É de Ferreira Gullar a frase lapidar: "A arte existe porque a vida não basta". Leio em o Popular (jornal de maior circulação em Goiás) as celebrações pelos 30 anos do Projeto Martim Cererê. Na verdade o mais relevante movimento cultural goiano da década de 80.
Um projeto plantado em caixas dágua abandonadas no Setor Sul em Goiânia o que lhe emprestava certa imagem lúdica na interpretação. Teatro, poesia, artes plásticas, música, cabaré. Tudo ali nos teatros Ygua e Pygua. Uma revolução liderada por Marcus Fayad, um diretor de teatro goiano que trocou a Globo pela instalação do Martim Cererê.
Dali saíram atores e atrizes que fizeram carreira na própria Globo (Ingrid Guimarães está aí). Viajaram o mundo com a fantástica peça Martim Cererê. Vai demorar aparecer projeto igual e com tamanha dimensão e qualidade. Uma mudança de conceitos no teatro de Otavinho Arantes, Cici Pinheiro, João Bênio ou Hugo Zorzetti.

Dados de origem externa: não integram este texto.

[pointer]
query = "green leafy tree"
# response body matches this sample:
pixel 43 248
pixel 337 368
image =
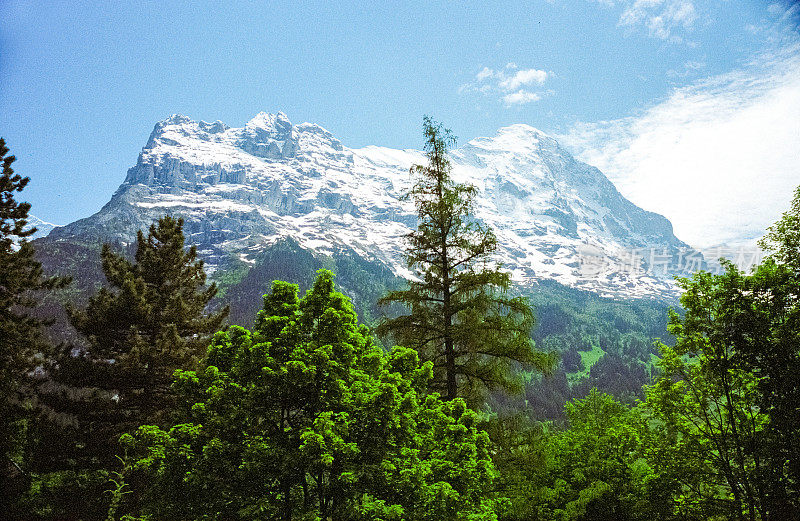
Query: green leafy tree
pixel 707 400
pixel 21 341
pixel 594 469
pixel 728 400
pixel 150 320
pixel 306 418
pixel 461 316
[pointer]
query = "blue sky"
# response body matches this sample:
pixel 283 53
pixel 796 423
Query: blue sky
pixel 81 86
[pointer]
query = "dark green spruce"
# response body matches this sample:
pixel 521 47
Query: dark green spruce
pixel 149 321
pixel 21 341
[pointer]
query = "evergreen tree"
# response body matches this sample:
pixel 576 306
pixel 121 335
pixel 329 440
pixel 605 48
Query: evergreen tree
pixel 149 321
pixel 461 316
pixel 21 343
pixel 306 418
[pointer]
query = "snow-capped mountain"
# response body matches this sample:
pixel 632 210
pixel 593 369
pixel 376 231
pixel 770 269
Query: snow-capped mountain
pixel 43 228
pixel 241 189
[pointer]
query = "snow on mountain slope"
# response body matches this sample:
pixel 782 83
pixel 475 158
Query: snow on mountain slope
pixel 240 189
pixel 43 228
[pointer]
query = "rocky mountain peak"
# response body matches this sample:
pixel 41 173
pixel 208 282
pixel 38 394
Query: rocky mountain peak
pixel 239 189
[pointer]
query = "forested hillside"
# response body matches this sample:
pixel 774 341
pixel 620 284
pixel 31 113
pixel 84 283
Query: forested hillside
pixel 324 387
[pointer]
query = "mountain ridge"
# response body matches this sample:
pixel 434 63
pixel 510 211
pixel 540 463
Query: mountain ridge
pixel 242 189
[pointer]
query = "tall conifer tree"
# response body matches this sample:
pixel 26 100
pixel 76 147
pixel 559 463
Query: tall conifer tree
pixel 149 321
pixel 20 336
pixel 462 317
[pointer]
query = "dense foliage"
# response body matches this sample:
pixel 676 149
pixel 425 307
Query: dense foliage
pixel 305 418
pixel 149 321
pixel 21 340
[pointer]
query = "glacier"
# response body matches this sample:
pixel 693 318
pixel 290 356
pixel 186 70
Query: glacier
pixel 240 190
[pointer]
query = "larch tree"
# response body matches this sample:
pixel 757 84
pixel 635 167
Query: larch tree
pixel 461 315
pixel 305 417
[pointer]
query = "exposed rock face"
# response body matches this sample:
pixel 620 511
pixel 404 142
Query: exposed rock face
pixel 239 189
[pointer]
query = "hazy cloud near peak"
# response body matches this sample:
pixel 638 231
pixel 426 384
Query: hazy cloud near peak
pixel 510 84
pixel 662 19
pixel 720 158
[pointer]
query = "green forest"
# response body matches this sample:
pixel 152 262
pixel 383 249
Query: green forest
pixel 155 393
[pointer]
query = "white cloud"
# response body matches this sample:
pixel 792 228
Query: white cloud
pixel 720 158
pixel 689 68
pixel 508 83
pixel 522 78
pixel 520 97
pixel 663 19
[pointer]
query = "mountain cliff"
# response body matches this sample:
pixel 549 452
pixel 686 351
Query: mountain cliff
pixel 242 190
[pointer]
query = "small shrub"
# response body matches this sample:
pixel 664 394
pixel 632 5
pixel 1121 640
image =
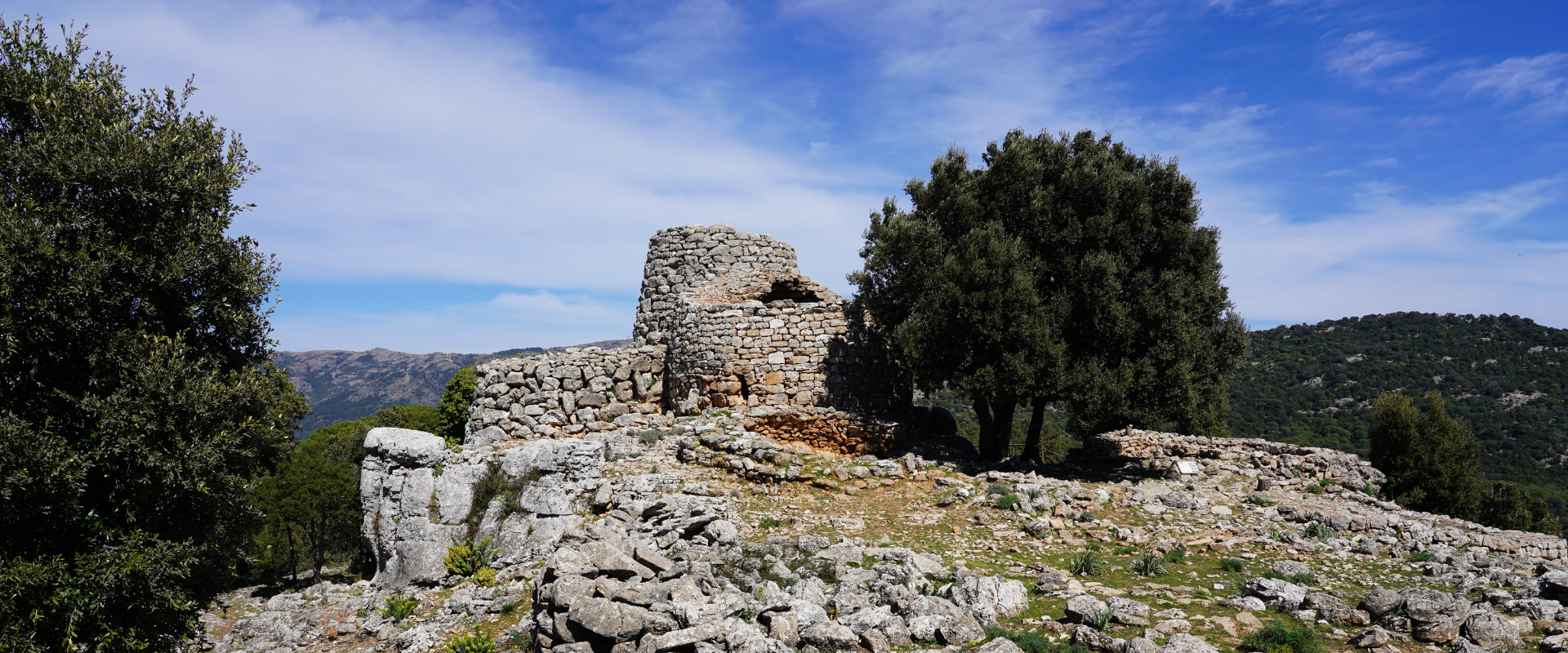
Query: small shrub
pixel 466 557
pixel 1281 637
pixel 1087 564
pixel 1148 566
pixel 399 606
pixel 477 642
pixel 1101 620
pixel 485 576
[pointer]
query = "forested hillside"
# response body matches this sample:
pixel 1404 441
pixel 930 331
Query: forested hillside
pixel 1313 384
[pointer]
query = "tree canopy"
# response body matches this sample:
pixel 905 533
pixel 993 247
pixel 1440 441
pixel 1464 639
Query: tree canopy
pixel 1063 271
pixel 137 402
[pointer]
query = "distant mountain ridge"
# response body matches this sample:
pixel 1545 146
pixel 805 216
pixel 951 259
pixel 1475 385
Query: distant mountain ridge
pixel 352 384
pixel 1314 384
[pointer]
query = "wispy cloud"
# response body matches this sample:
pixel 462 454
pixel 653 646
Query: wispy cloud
pixel 1539 80
pixel 1394 252
pixel 1366 56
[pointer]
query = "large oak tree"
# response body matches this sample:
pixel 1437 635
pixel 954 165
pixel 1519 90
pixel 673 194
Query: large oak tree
pixel 137 403
pixel 1067 269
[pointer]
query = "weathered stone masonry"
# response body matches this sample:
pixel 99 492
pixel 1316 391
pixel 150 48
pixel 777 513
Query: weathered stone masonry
pixel 725 322
pixel 683 259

Nas celebrações, a lembrança dos poemas nos muros. Digo lembranças e não saudade, tomando emprestado de Mário Lago, que não podemos querer de volta o que o tempo não nos trará.
E ali no muro, o poema Feridas, de José Sebastião Pinheiro (que já honrou-me com o prefácio de alguns dos seus livros de poemas publicados). Boas lembranças daquela efervescência cultural que acompanhei por dentro. Seja como ator (Grupo de Teatro Opinião/Grupo Êta Nóis) ou como notívago mesmo, no aconchego musical dos barzinhos do projeto.
Deixei o teatro e busco na literatura e jornalismo o que a vida não me concede. Tião Pinheiro, mais resistente, segue, como Ferreira Gullar, fazendo arte poética porque a vida apenas não lhe basta.
Com parcerias maravilhosas na música (canções gravadas por Paulinho Pedra Azul, Osvaldo Montenegro e tantos outros goianos e tocantinenses), se entrega no fechamento do seu sexto livro de poemas que considera, mais por amadurecimento do que pela relação numérica, mais conciso e denso. E, antes de tudo, humano, demasiadamente humano como ele próprio o é.
Tião Pinheiro – que fazia arte poética antes do Martim Cererê – depois dele, não saiu dele. E continua, como no poema de mais de três décadas no muro, "tentando o perfume da flor". Por que a vida só literalmente não lhe basta.